Mahershala Ali wcieli się w nowego Blade'a. Wesley Snipes przerywa milczenie
Wesley Snipes wcielił się w tytułową rolę w serii autorstwa Davida S. Goyera – rozpoczynając od oryginału z 1998 roku, zatytułowanym „Blade: Wieczny łowca”, przechodząc do „Blade: Wieczny łowca II” (2002), a kończąc na „Blade: Mroczna trójca” (2004).
Fani Marvela uważają, że seria ta stworzyła podwaliny pod Marvel Cinematic Universe. Filmy o przygodach łowcy wampirów były bowiem pierwszym udanym przedsięwzięciem filmowym opartym na postaci z Marvel Comics po wielu niewypałach. Dlatego właśnie fani stwierdzili, że ogłoszona w weekend informacja jest policzkiem dla Wasley'a Snipesa, który już wcześniej mówił, że chętnie powróciłby do pracy dla MCU. Aktor zdecydował się wydać oświadczenie w tej sprawie, które opublikował portal Comicbook.com. „Do wszystkich DAYWALKERÓW, którzy teraz tracą rozum, wyczilujcie” – podkreślił. „Chociaż ta wiadomość była dla mnie niespodzianką, to wszystko jest dobrze. Taki jest »biznes«! Dużo spokoju życzę ekpie MCU” – dodał. „Honor i szacunek dla arcymistrza Stana.
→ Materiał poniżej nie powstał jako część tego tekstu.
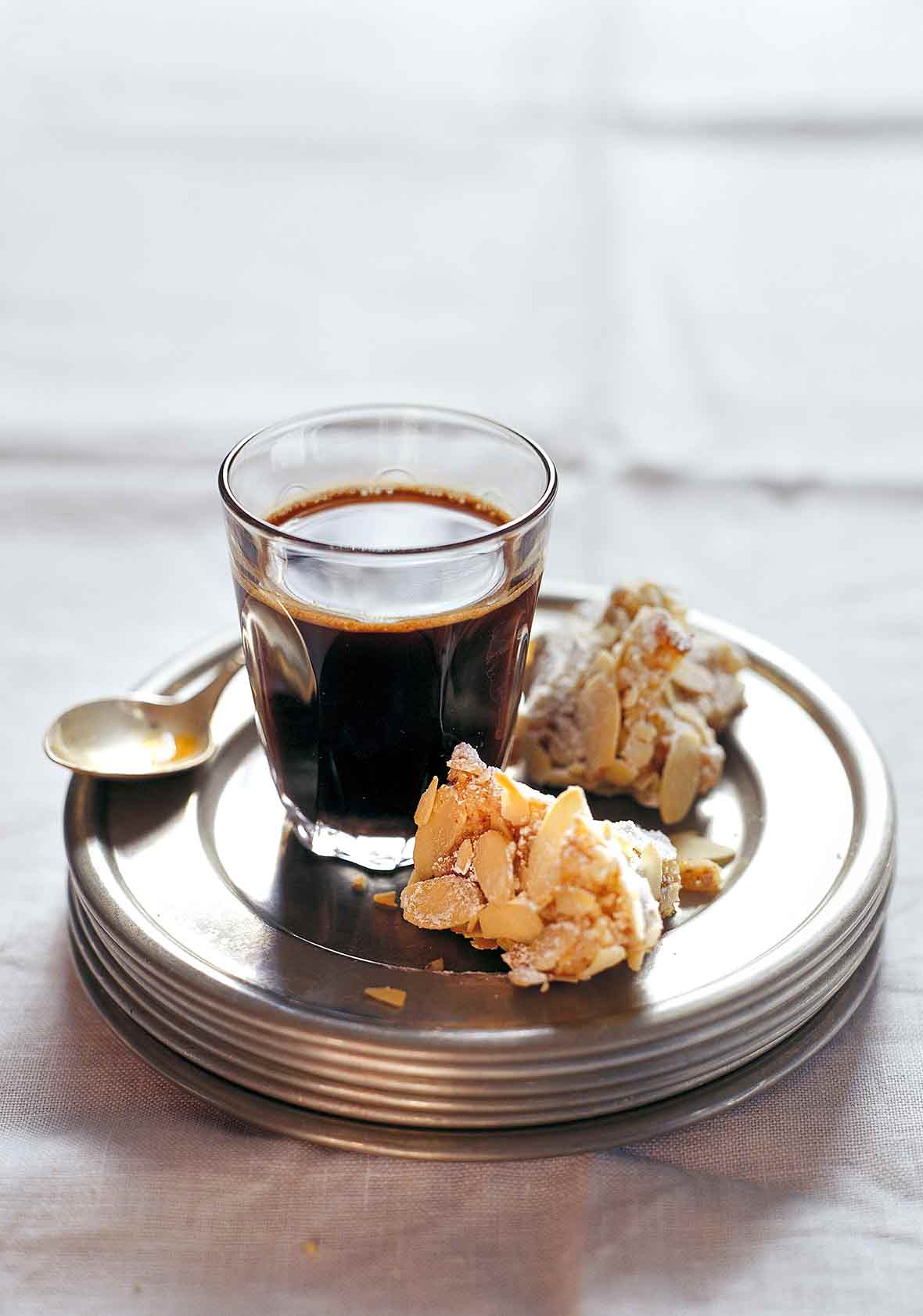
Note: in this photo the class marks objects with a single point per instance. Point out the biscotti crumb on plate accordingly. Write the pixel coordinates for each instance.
(561, 895)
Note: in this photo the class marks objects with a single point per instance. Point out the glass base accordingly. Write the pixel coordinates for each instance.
(375, 853)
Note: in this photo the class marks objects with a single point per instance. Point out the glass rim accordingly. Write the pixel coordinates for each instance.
(369, 410)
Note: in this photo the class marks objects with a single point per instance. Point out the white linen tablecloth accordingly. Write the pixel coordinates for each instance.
(680, 245)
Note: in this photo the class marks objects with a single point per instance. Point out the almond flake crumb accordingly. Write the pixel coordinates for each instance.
(631, 703)
(387, 995)
(701, 876)
(561, 895)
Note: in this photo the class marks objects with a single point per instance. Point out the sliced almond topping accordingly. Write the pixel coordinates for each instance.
(681, 776)
(605, 959)
(694, 848)
(440, 834)
(693, 676)
(527, 977)
(493, 865)
(387, 995)
(514, 920)
(620, 773)
(702, 876)
(514, 805)
(441, 902)
(573, 903)
(548, 840)
(652, 867)
(426, 805)
(599, 719)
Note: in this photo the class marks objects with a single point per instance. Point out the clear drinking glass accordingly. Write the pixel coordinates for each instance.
(387, 620)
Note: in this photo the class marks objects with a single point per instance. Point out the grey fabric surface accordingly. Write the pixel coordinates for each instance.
(677, 244)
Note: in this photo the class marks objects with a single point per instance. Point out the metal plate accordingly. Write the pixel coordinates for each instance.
(562, 1139)
(249, 956)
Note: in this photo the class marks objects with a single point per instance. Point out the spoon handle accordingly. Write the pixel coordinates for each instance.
(207, 697)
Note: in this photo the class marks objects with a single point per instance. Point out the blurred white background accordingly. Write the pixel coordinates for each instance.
(677, 241)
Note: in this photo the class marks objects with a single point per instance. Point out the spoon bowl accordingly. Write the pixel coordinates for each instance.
(128, 737)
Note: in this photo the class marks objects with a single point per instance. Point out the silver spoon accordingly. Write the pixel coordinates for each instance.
(135, 737)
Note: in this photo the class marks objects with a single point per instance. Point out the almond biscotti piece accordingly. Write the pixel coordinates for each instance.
(561, 895)
(631, 701)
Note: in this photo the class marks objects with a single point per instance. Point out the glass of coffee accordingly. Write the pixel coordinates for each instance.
(386, 562)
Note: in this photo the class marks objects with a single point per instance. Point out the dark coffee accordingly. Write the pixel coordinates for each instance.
(358, 715)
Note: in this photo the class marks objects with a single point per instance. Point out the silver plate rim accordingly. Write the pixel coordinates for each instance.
(865, 874)
(485, 1146)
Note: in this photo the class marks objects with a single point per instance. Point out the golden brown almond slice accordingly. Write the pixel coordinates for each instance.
(540, 874)
(387, 995)
(514, 803)
(651, 863)
(553, 945)
(511, 920)
(693, 676)
(681, 776)
(523, 975)
(493, 865)
(426, 805)
(599, 719)
(441, 902)
(694, 848)
(702, 876)
(440, 834)
(576, 903)
(605, 959)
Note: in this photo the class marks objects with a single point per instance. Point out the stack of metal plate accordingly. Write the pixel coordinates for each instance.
(237, 963)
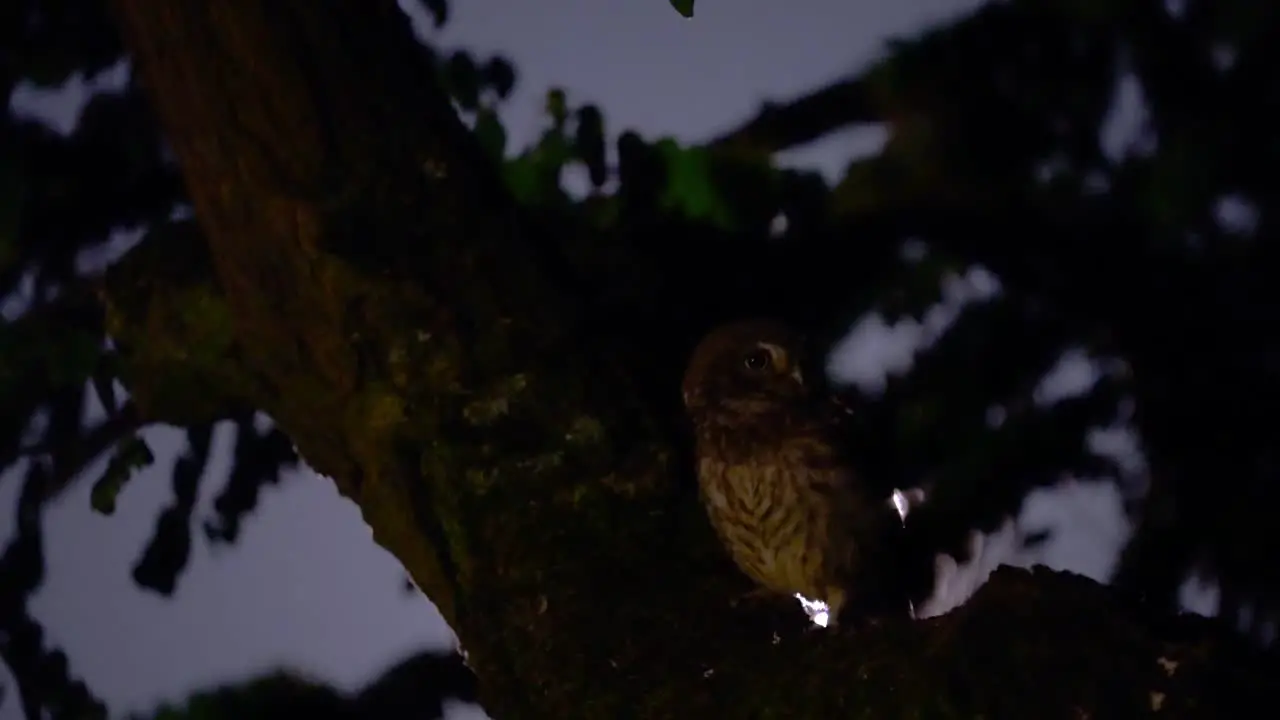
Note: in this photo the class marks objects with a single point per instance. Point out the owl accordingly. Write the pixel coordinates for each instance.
(778, 492)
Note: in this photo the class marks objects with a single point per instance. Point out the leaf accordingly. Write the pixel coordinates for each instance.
(439, 10)
(557, 106)
(535, 174)
(131, 456)
(690, 187)
(490, 133)
(499, 74)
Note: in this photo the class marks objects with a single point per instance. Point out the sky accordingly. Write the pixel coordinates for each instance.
(306, 587)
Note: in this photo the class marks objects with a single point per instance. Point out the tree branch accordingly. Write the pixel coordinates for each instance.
(801, 121)
(391, 313)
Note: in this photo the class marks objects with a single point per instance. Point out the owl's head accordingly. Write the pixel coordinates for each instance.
(745, 368)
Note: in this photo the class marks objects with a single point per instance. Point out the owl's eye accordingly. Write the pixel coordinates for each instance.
(758, 359)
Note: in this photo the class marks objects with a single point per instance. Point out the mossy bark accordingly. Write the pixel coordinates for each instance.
(369, 285)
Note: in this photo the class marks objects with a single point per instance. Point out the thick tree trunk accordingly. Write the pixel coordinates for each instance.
(370, 286)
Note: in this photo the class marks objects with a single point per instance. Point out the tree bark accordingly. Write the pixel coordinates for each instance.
(369, 283)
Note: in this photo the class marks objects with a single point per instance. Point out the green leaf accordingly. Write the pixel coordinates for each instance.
(534, 176)
(557, 106)
(490, 133)
(131, 456)
(690, 186)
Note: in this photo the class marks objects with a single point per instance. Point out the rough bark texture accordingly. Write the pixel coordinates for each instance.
(368, 283)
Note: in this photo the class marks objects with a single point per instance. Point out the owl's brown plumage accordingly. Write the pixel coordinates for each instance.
(782, 500)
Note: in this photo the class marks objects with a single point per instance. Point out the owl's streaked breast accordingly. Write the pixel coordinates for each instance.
(773, 523)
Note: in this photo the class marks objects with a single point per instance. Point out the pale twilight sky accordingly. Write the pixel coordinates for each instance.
(306, 587)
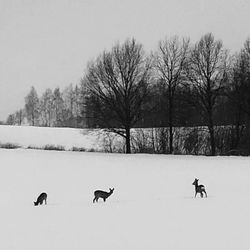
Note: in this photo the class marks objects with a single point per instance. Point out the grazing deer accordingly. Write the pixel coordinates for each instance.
(199, 188)
(42, 197)
(102, 194)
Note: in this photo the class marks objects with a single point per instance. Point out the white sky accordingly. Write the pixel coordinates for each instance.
(47, 43)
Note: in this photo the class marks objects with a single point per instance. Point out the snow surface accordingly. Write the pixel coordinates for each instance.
(152, 207)
(26, 136)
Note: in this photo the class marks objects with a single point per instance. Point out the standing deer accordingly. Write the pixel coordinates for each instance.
(199, 188)
(42, 197)
(102, 194)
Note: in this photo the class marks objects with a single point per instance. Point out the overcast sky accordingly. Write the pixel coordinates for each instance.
(47, 43)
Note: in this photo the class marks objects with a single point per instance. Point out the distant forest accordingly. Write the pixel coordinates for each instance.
(178, 85)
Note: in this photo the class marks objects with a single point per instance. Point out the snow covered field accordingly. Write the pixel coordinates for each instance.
(26, 136)
(152, 207)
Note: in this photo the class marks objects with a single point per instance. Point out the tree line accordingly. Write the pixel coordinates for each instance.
(178, 85)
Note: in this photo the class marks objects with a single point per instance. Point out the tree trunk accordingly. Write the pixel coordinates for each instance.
(170, 122)
(128, 146)
(211, 133)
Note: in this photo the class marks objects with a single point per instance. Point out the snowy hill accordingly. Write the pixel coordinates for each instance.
(152, 207)
(38, 137)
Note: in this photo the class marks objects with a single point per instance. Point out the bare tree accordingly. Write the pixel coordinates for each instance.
(119, 82)
(207, 72)
(32, 106)
(170, 63)
(46, 108)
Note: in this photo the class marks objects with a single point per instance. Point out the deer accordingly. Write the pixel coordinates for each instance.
(42, 197)
(199, 188)
(102, 194)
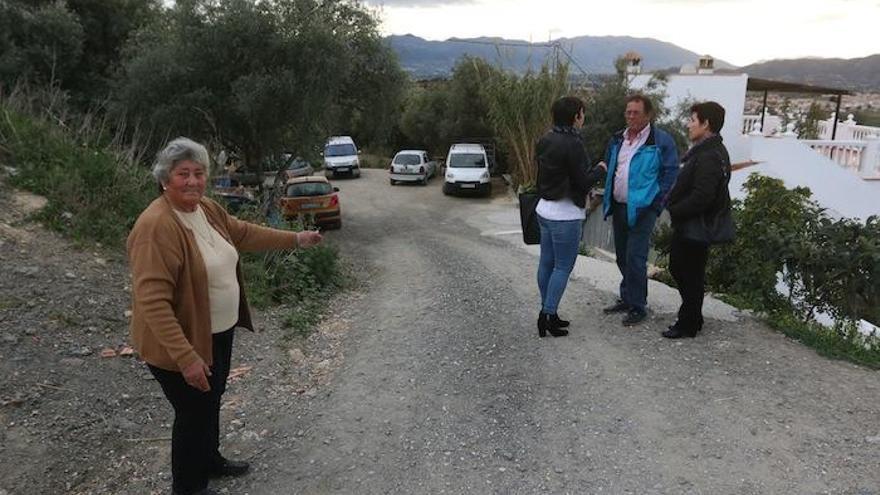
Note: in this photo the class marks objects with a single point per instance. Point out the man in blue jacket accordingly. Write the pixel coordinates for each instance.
(642, 165)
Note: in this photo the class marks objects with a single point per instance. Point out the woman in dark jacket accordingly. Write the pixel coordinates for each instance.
(564, 179)
(701, 189)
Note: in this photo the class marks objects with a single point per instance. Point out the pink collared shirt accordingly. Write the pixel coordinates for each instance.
(628, 148)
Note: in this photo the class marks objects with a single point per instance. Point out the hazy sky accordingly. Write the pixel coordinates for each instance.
(738, 31)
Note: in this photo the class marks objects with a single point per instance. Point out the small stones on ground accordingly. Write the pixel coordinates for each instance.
(297, 357)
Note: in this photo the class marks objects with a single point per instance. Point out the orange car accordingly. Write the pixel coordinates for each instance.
(312, 198)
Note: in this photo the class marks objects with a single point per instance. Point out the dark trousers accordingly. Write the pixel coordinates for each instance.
(631, 245)
(195, 438)
(687, 264)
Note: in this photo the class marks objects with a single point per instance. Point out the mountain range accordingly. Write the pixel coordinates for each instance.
(426, 59)
(592, 54)
(854, 73)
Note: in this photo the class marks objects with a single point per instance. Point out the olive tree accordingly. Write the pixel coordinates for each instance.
(258, 77)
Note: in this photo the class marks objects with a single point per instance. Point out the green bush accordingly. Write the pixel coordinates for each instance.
(828, 265)
(94, 193)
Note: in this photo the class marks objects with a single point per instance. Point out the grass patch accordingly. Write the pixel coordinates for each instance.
(844, 343)
(93, 192)
(304, 279)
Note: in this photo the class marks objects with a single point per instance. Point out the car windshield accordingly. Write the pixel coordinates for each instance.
(340, 150)
(309, 189)
(297, 162)
(467, 160)
(225, 182)
(407, 159)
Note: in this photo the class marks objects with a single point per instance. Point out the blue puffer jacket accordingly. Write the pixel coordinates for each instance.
(652, 173)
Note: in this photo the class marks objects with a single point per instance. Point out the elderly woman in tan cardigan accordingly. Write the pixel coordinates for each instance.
(188, 298)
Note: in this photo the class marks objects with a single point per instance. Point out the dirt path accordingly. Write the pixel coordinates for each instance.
(430, 378)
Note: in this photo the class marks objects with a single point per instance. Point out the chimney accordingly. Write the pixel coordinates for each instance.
(707, 65)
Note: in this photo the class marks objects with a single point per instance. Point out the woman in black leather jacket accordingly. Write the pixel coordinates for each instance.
(700, 189)
(564, 179)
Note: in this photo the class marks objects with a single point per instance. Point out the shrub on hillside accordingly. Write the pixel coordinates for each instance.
(827, 265)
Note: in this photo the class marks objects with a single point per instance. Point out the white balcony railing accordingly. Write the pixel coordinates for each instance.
(855, 147)
(847, 154)
(772, 124)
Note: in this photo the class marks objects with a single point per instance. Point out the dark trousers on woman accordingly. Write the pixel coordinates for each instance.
(195, 438)
(687, 264)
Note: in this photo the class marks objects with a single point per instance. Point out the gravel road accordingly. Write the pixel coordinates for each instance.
(429, 377)
(445, 387)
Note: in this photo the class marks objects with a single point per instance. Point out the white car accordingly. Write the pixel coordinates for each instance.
(412, 166)
(467, 170)
(341, 157)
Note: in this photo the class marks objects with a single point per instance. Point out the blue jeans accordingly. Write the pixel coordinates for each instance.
(560, 240)
(631, 246)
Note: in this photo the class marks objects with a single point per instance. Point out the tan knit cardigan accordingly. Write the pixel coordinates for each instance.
(171, 314)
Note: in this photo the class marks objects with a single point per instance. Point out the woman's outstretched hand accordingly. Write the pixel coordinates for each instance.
(308, 238)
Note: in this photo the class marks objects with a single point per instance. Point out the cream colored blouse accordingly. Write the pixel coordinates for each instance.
(220, 259)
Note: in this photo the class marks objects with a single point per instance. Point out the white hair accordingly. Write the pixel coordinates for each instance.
(176, 151)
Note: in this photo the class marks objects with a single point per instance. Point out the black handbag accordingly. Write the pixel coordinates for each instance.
(715, 229)
(528, 218)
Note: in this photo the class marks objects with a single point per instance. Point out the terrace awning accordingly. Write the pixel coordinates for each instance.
(767, 85)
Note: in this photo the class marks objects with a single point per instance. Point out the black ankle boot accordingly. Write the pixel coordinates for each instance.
(546, 324)
(559, 322)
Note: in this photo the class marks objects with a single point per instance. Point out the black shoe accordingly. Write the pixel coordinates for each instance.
(230, 468)
(675, 325)
(559, 323)
(546, 324)
(617, 307)
(206, 491)
(634, 317)
(677, 333)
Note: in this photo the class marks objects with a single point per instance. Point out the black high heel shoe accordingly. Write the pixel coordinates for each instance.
(546, 325)
(559, 322)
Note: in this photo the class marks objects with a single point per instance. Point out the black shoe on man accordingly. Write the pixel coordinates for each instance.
(227, 467)
(618, 307)
(677, 333)
(206, 491)
(634, 317)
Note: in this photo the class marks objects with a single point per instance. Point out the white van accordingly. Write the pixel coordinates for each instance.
(340, 157)
(467, 170)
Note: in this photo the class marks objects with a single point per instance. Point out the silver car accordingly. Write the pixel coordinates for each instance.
(412, 166)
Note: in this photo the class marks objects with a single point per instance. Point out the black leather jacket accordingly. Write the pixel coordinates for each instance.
(563, 167)
(701, 187)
Gratulacja dla Mahershali Alego, pięknego i utalentowanego artysty (...) myślę, że będziemy kiedyś razem pracować. Moim lojalnym fanom chciałbym podziękować za wylew miłości, który jest przytłaczający. Jestem wdzięczny za niekończące się wsparcie, więc »nie martwcie się, to nie koniec historii«” – podkreślił.
W wywiadzie dla „Hollywood Reporter” po zaprezentowaniu planów w weekend prezes Marvel Studios Kevin Feige poinformował, że Mahershala Ali zadzwonił do studia tuż po tym, jak zdobył Oscara za film „Green Book”. – Kiedy Mahershala dzwoni, odbierasz. Na spotkaniu Ali wprost powiedział, że chce zrobić „Blade'a”. To wszystko – poinformował. Snipes wcześniej w rozmowie z „Hollywood Reporter” zapewniał, że „jest otwarty na wszystko” jeżeli chodzi o ponowne wcielenie się w tę postać.